Cet attentat suicide, qui est le plus meurtrier qu'a connu le Mali dans son histoire récente, a suscité de nombreuses réactions. Les condamnations se sont multipliées hier dans la journée.
La médiation internationale et les parties signataires de l'accord ont condamné ce qu'ils qualifient « d'attentat lâche et meurtrier commis par les ennemis de la paix ». Le président français François a condamné l'attaque qui a frappé, selon lui « les forces regroupées pour participer au processus de patrouilles mixtes dans le nord du pays », réaffirmant le soutien français à l'accord de paix.

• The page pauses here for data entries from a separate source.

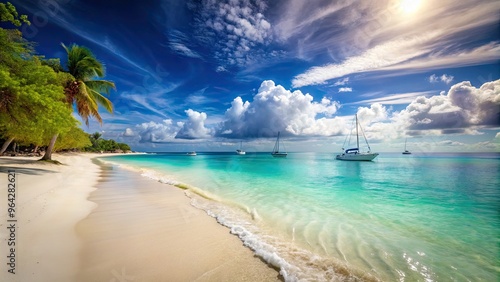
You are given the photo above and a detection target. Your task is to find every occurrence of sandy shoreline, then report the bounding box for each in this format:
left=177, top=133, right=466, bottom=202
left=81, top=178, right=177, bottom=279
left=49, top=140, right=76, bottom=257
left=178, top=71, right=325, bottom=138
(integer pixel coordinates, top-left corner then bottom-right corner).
left=0, top=154, right=278, bottom=281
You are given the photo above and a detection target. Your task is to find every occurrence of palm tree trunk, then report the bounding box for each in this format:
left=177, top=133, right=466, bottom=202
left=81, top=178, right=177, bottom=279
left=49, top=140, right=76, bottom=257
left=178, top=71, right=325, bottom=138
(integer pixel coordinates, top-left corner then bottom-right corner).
left=0, top=137, right=14, bottom=156
left=40, top=133, right=59, bottom=161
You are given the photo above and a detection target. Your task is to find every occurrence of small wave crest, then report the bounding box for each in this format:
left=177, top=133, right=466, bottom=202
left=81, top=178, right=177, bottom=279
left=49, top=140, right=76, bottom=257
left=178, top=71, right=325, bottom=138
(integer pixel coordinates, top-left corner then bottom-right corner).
left=99, top=161, right=377, bottom=281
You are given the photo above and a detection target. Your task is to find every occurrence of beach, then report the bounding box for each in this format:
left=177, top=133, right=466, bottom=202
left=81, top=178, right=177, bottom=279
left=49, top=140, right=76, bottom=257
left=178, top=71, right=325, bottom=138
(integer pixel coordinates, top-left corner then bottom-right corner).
left=0, top=154, right=279, bottom=281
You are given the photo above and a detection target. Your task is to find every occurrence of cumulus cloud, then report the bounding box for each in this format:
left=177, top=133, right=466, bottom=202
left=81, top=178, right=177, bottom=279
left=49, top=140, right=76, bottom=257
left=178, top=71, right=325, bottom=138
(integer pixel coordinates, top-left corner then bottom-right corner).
left=175, top=109, right=211, bottom=139
left=394, top=80, right=500, bottom=134
left=339, top=87, right=352, bottom=93
left=216, top=80, right=345, bottom=138
left=136, top=119, right=183, bottom=143
left=333, top=77, right=349, bottom=86
left=429, top=74, right=454, bottom=84
left=122, top=128, right=135, bottom=137
left=196, top=0, right=272, bottom=66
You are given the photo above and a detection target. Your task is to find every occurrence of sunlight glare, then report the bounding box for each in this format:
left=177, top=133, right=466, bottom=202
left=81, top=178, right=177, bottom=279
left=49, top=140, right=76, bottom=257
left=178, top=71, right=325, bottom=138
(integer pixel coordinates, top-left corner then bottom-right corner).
left=399, top=0, right=422, bottom=14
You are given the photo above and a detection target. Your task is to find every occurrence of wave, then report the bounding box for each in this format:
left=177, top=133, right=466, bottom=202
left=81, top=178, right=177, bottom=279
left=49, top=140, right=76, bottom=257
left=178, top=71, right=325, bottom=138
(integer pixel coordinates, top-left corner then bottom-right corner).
left=100, top=159, right=379, bottom=281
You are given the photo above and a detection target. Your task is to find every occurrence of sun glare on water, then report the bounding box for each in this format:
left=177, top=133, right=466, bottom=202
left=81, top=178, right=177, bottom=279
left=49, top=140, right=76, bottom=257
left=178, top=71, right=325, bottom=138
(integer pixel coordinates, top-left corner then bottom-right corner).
left=399, top=0, right=422, bottom=14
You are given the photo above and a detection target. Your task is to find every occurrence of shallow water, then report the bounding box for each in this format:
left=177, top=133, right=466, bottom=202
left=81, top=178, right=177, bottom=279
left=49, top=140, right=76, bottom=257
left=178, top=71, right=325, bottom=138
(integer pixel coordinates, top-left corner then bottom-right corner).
left=105, top=153, right=500, bottom=281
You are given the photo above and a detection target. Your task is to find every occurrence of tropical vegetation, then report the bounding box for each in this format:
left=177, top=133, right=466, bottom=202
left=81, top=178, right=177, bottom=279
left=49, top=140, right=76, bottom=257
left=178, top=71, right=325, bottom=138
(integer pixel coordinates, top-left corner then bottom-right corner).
left=0, top=3, right=130, bottom=160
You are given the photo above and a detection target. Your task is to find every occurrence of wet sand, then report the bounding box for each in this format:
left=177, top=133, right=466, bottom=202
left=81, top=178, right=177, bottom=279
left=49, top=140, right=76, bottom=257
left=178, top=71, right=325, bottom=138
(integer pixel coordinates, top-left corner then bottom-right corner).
left=77, top=160, right=279, bottom=281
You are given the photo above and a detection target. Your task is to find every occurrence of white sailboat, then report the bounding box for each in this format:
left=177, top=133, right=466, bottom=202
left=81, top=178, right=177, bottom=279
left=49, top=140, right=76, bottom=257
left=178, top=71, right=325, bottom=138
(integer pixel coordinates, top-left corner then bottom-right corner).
left=335, top=115, right=378, bottom=161
left=271, top=131, right=288, bottom=158
left=403, top=138, right=411, bottom=155
left=236, top=141, right=246, bottom=155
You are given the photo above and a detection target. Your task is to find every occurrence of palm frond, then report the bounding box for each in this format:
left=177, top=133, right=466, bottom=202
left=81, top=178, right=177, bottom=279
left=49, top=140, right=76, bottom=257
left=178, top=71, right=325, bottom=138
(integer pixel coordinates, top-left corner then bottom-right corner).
left=88, top=86, right=113, bottom=113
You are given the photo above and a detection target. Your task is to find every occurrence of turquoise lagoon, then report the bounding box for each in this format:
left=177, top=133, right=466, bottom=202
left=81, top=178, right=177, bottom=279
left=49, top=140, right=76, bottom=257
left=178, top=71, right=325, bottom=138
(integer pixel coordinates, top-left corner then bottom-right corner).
left=99, top=152, right=500, bottom=281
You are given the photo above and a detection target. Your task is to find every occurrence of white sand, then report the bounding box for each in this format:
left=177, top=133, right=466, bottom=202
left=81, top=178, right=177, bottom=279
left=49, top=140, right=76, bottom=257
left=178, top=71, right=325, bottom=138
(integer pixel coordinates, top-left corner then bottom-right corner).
left=0, top=154, right=278, bottom=281
left=0, top=155, right=100, bottom=281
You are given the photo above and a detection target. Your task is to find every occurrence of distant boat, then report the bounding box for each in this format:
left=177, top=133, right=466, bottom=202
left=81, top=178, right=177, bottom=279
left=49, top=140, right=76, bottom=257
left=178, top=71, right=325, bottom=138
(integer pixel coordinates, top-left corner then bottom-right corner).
left=335, top=115, right=378, bottom=161
left=236, top=141, right=246, bottom=155
left=403, top=138, right=411, bottom=155
left=271, top=131, right=288, bottom=158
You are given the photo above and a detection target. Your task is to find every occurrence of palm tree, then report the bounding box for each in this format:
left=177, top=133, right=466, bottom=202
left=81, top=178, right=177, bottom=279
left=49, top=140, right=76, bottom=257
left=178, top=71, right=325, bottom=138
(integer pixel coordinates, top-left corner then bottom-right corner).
left=42, top=44, right=115, bottom=160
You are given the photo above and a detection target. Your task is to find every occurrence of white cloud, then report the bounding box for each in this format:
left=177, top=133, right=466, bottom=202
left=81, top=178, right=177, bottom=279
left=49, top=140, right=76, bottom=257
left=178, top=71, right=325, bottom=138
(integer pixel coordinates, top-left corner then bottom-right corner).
left=194, top=0, right=273, bottom=66
left=170, top=42, right=201, bottom=58
left=333, top=77, right=349, bottom=86
left=215, top=66, right=228, bottom=72
left=339, top=87, right=352, bottom=93
left=175, top=109, right=211, bottom=139
left=393, top=80, right=500, bottom=134
left=196, top=0, right=273, bottom=66
left=136, top=119, right=182, bottom=143
left=216, top=80, right=345, bottom=138
left=344, top=91, right=435, bottom=105
left=441, top=74, right=454, bottom=84
left=292, top=32, right=436, bottom=87
left=429, top=74, right=454, bottom=84
left=168, top=30, right=201, bottom=59
left=290, top=0, right=500, bottom=87
left=122, top=127, right=136, bottom=137
left=348, top=80, right=500, bottom=141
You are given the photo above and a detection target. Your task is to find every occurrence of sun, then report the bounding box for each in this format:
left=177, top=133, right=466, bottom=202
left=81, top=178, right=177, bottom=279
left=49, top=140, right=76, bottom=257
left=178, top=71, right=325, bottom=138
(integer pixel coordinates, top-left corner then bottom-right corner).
left=399, top=0, right=422, bottom=14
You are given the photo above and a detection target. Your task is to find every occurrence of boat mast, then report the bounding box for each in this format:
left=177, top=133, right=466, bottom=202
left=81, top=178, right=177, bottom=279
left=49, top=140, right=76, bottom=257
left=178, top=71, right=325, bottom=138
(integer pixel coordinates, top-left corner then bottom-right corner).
left=356, top=114, right=359, bottom=151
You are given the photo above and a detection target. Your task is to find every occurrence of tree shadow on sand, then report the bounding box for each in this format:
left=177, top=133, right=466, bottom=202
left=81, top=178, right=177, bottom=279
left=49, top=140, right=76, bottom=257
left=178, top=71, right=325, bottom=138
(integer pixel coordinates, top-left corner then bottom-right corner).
left=0, top=158, right=56, bottom=175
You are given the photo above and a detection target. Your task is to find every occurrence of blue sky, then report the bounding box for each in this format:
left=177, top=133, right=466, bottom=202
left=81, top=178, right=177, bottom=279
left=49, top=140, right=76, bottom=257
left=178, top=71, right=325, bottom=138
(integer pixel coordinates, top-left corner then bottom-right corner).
left=4, top=0, right=500, bottom=152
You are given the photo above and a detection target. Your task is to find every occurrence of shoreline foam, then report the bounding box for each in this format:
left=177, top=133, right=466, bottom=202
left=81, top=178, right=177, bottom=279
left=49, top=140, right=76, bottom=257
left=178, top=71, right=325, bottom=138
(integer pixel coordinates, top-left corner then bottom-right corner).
left=0, top=154, right=99, bottom=281
left=98, top=155, right=378, bottom=281
left=77, top=158, right=279, bottom=281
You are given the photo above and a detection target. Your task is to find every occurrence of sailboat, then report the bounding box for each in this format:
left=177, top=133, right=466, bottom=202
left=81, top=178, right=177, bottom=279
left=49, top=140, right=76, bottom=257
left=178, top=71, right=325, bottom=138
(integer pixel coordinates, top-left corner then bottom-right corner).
left=271, top=131, right=288, bottom=158
left=236, top=141, right=246, bottom=155
left=403, top=138, right=411, bottom=155
left=335, top=115, right=378, bottom=161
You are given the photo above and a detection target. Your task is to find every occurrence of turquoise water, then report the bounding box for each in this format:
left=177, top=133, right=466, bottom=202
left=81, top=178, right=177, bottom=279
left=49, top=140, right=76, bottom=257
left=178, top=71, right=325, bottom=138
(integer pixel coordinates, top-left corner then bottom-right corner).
left=105, top=153, right=500, bottom=281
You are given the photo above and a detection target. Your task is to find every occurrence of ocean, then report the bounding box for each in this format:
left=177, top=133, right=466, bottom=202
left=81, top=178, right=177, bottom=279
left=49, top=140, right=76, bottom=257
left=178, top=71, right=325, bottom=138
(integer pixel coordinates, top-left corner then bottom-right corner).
left=102, top=152, right=500, bottom=281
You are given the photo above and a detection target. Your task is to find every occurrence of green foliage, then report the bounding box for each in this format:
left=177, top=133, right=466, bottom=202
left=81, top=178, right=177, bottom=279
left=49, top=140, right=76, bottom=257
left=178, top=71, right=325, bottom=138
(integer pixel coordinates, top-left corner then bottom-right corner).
left=0, top=28, right=34, bottom=68
left=0, top=2, right=30, bottom=26
left=85, top=132, right=131, bottom=152
left=0, top=60, right=78, bottom=145
left=41, top=58, right=64, bottom=72
left=62, top=44, right=115, bottom=125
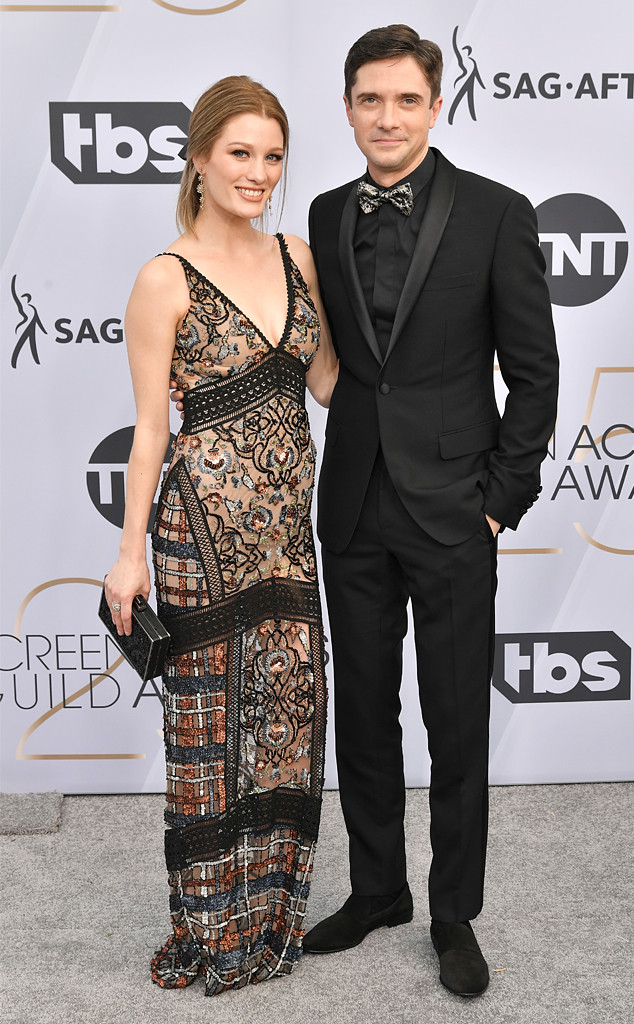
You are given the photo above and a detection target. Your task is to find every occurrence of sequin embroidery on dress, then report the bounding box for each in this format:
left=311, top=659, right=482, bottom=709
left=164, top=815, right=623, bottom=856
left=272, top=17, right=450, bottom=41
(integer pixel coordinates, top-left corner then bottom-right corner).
left=152, top=234, right=326, bottom=995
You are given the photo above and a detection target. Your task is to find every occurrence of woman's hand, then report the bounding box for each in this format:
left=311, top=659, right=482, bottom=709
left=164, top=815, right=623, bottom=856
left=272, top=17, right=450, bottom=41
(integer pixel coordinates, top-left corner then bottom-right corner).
left=104, top=555, right=150, bottom=637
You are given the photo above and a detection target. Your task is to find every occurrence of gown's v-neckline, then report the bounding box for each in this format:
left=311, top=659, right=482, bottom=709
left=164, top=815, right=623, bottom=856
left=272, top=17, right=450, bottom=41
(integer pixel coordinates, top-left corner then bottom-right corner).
left=163, top=231, right=295, bottom=349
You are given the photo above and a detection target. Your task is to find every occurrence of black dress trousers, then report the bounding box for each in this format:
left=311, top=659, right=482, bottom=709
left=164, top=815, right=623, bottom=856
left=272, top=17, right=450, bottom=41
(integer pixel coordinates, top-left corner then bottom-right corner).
left=323, top=453, right=497, bottom=922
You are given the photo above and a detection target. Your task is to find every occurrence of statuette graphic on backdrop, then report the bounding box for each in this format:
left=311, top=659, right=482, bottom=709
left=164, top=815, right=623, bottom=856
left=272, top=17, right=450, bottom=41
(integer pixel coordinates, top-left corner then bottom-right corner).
left=447, top=26, right=634, bottom=125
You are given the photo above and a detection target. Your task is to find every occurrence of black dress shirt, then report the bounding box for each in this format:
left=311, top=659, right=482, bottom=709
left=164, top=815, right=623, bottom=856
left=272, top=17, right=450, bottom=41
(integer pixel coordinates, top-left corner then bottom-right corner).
left=353, top=150, right=436, bottom=354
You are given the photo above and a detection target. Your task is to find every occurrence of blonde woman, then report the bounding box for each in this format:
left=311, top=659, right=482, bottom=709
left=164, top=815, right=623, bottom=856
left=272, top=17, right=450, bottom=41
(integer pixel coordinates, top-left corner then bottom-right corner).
left=105, top=77, right=337, bottom=995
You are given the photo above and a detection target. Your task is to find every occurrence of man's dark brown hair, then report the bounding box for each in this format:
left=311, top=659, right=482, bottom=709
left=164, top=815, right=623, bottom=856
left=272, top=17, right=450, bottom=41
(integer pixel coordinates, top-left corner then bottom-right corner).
left=343, top=25, right=442, bottom=103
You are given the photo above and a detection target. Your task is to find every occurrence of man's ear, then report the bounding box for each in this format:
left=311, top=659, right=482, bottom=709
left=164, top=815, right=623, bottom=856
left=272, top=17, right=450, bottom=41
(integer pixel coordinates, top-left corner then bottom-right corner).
left=343, top=92, right=354, bottom=128
left=429, top=96, right=442, bottom=128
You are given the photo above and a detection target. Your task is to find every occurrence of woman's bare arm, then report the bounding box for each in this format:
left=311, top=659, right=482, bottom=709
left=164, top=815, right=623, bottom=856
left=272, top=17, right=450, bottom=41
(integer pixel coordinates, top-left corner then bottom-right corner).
left=285, top=234, right=339, bottom=409
left=105, top=258, right=188, bottom=635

Les Etats-Unis ont qualifié l'attentat de Gao de « lâche ». « Nous condamnons aussi dans les termes les plus fermes tous les efforts pour faire dérailler l'application de l'accord de paix au Mali », a déclaré le porte-parole du département d'Etat américain. Le Conseil de sécurité de l'ONU, réuni ce mercredi pour discuter de la situation au Mali, a estimé pour sa part que « les retards continuels menacent la viabilité de l'accord ».
Le chef des opérations de maintien de la paix de l'ONU, Hervé Ladsous a regretté qu' « en l'absence d'autorité étatique et des arrangements intérimaires, le phénomène terroriste prend des proportions de plus en plus inquiétantes au nord et au centre du Mali ». Il a même mis en garde, « si la situation sécuritaire continue à se détériorer ainsi, a-t-il dit, « il n'y aura plus de paix à maintenir au Mali ».